Introduction

In this chapter we examine a special type of quantum critical point related to superconducting zero-temperature instabilities in many-body systems. We consider the case where the superconductor order parameter is inhomogeneous and characterised by a wave vector qC. Inhomogeneous ground states also appear in other systems like magnetic materials, in the form of spin-density waves or helicoidal ground states, in charge density wave systems and in excitonic insulators. They share the existence of a characteristic wave vector that determines the spatial modulation of the order parameter. For superconductors, we consider two cases.
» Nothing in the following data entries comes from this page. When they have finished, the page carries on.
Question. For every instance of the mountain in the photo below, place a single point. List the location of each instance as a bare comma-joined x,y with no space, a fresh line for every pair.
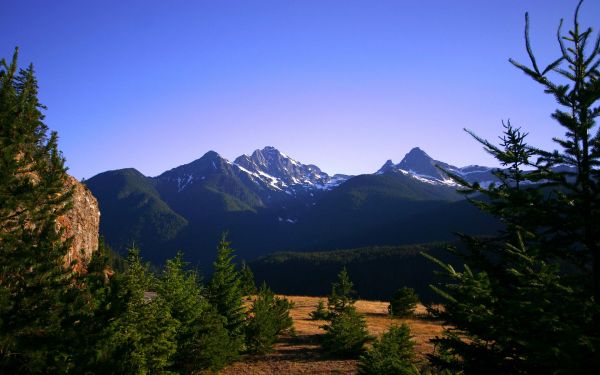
423,167
271,202
132,211
376,271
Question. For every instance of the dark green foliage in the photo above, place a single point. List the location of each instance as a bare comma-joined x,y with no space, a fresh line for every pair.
133,211
346,334
342,296
529,300
202,340
365,211
33,279
269,317
320,313
225,290
247,280
403,302
377,272
142,338
392,354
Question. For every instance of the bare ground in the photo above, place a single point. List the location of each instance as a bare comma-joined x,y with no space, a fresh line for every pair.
301,353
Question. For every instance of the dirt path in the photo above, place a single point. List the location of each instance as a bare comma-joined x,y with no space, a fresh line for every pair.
301,354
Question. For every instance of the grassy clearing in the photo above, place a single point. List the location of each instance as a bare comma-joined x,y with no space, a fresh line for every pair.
301,354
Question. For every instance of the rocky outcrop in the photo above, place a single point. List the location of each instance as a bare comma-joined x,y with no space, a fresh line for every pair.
81,223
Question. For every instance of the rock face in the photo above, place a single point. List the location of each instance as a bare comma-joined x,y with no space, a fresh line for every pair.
82,223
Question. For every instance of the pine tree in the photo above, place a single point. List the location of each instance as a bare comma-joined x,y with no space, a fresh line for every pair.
33,278
346,334
392,354
202,341
269,317
342,294
225,291
320,313
528,301
142,338
403,302
247,280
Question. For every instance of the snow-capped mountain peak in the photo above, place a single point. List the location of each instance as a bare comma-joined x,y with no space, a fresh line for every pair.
277,169
419,165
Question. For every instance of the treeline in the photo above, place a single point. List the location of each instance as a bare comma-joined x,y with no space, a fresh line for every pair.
377,272
526,301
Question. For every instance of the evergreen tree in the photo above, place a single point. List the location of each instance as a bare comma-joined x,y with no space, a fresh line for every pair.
33,277
269,317
202,341
142,338
342,294
225,291
403,302
247,280
346,334
320,313
528,301
392,354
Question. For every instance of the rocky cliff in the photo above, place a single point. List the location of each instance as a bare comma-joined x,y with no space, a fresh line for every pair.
81,223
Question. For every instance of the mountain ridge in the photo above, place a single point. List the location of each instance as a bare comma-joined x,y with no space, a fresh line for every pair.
271,202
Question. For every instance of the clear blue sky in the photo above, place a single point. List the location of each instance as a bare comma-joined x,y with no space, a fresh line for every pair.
341,84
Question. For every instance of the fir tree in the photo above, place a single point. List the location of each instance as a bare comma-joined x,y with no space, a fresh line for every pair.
202,341
342,294
225,291
403,302
269,317
247,280
33,277
346,334
528,301
392,354
142,338
320,312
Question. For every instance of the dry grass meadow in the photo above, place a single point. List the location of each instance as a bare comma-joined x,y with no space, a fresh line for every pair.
301,354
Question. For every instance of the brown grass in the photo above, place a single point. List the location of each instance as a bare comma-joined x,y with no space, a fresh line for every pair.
301,354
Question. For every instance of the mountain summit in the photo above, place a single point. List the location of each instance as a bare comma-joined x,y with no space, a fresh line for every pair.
419,165
283,172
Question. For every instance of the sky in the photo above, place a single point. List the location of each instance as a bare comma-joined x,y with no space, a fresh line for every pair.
341,84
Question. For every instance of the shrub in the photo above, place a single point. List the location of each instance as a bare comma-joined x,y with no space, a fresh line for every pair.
403,303
393,354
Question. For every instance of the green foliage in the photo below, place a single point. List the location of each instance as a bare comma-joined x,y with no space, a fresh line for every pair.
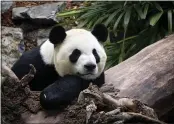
140,23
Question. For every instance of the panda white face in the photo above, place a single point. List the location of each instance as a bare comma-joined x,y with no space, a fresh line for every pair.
76,52
80,54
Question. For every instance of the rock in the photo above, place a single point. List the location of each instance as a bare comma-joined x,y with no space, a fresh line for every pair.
149,77
42,35
6,5
41,15
11,39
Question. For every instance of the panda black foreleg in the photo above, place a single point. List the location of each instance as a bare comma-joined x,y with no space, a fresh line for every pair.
62,92
100,80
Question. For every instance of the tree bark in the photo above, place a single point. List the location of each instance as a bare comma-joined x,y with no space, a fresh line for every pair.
148,76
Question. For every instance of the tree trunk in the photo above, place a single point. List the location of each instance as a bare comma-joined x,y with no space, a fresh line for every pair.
149,77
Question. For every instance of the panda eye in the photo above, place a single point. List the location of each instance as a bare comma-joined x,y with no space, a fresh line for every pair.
75,55
96,55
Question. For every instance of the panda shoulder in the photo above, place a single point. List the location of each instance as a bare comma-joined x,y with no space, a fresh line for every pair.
47,51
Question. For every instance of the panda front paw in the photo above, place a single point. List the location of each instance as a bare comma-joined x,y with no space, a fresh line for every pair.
62,92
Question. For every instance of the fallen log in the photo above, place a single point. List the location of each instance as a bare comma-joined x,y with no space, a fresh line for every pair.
148,76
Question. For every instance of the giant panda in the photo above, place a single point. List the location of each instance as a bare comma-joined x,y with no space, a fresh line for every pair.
66,60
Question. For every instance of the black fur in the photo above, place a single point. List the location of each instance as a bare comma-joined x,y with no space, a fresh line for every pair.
75,55
45,74
96,55
65,90
100,32
57,35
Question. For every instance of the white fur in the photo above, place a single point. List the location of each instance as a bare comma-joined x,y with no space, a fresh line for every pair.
76,39
84,41
47,51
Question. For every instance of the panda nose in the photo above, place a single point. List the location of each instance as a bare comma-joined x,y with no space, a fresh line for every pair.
90,67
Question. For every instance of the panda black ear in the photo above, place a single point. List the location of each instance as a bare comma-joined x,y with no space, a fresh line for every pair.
100,32
57,35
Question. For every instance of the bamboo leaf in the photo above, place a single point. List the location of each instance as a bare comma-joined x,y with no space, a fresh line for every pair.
169,13
158,7
154,19
111,17
118,20
139,11
145,10
127,17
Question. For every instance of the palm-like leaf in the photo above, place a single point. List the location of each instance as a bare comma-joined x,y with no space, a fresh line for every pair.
141,23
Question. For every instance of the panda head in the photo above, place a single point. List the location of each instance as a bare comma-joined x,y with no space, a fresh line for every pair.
78,51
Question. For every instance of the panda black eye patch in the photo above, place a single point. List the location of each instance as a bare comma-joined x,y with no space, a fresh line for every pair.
96,55
75,55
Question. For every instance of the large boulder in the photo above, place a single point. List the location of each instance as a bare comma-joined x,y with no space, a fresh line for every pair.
149,77
42,15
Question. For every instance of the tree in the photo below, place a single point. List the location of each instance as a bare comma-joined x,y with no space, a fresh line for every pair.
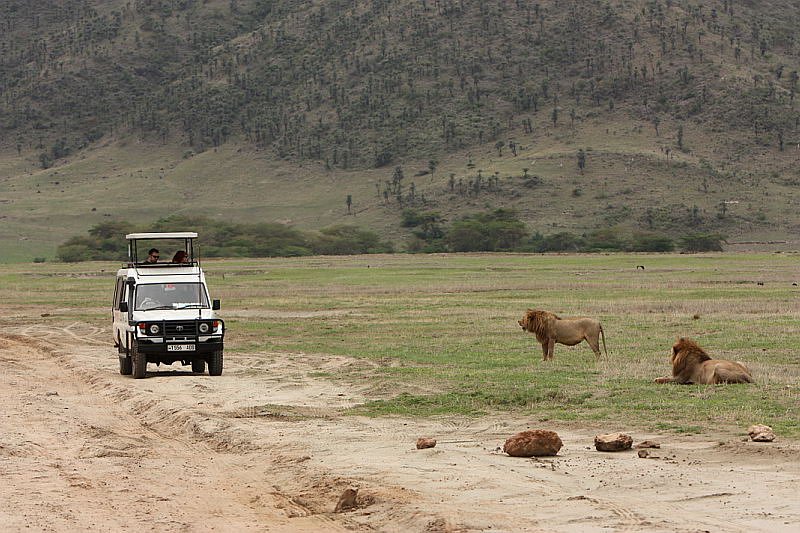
656,121
499,146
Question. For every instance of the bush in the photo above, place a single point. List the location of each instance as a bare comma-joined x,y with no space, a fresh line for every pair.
651,243
702,242
499,230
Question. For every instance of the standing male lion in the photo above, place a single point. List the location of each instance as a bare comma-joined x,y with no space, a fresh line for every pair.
551,329
691,364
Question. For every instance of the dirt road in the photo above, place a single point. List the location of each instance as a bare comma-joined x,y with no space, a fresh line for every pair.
265,448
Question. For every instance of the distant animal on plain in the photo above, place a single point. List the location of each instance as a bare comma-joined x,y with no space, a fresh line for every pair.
551,329
691,364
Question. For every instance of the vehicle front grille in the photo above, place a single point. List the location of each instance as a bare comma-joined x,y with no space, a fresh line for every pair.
183,328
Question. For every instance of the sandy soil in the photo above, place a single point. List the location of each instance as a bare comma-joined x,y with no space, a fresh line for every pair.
265,448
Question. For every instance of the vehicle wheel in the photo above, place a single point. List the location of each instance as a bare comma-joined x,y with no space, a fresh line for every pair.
215,364
125,365
139,361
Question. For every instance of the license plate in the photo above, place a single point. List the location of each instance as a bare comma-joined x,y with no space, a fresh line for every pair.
180,347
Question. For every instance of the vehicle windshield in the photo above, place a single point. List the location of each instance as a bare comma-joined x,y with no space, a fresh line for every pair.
170,296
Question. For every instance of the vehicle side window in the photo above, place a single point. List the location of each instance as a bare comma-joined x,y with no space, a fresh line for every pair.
118,293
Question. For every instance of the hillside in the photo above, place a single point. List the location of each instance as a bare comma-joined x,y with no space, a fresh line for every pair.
259,110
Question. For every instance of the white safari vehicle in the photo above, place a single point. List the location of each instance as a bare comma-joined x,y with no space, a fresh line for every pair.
162,312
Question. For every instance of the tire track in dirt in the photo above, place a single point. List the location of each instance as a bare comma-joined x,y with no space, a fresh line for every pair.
277,436
143,430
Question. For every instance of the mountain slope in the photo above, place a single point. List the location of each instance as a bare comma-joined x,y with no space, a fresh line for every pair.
683,103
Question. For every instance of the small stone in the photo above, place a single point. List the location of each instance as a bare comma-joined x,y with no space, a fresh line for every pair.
761,433
346,501
613,442
424,442
535,442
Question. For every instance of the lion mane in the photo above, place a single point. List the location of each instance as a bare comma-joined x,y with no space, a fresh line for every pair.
550,329
691,364
540,323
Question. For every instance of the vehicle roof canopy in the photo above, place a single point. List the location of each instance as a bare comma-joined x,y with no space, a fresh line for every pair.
174,235
181,240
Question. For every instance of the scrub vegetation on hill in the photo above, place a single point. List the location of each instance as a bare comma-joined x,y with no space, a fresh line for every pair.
497,231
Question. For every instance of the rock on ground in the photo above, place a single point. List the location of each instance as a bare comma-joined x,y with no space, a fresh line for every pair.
761,433
612,442
532,443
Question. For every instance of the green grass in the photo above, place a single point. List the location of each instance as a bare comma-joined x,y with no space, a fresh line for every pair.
437,335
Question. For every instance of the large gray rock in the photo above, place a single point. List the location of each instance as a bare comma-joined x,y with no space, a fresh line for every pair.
532,443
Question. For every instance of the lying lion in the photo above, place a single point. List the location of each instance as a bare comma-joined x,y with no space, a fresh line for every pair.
691,364
551,329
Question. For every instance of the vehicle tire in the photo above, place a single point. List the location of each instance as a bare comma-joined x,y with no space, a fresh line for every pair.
139,361
215,364
125,365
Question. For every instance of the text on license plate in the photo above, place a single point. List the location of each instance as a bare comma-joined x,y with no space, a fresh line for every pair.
180,347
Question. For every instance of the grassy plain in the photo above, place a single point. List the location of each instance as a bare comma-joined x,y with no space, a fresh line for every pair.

First, the problem, treated independently by Fulde and Ferrell (1964)and Larkin and Ovchinnikov (1965), of an s-wave, singlet superconductor in a homogeneous external magnetic field in the absence of vortices or orbital effects. The predicted ground state is generally known as the FFLO superconductor and is described by an order parameter that oscillates in space like ΔeiqC·r. It arises from the competition between the pairing energy of electrons with opposite spins and the Zeemann energy due to the external magnetic field that forces the alignment of the spins. For sufficiently large magnetic fields the Zeemann energy always wins and the ground state of the system is a spin-polarised, normal fermionic gas. However, as the magnetic field decreases, there is a quantum phase transition to a modulated superconducting state (Samokhin and Marénko, 2006; Caldas and Continentino, 2012) whose nature we identify. We also determine the universality class of this superconducting quantum phase transition. The characteristic wave vector qC of the resulting modulated superconducting phase is related to the difference between the Fermi wave vectors of the antiparallel spin bands that in turn is proportional to the magnetic field. A related question we also investigate is the fate of the uniform superconductor when the magnetic field is increased in the absence of orbital effects. We show that these two extreme approaches, increasing the field in the homogeneous superconductor and decreasing the field starting from the polarised metal do not merge smoothly into one another.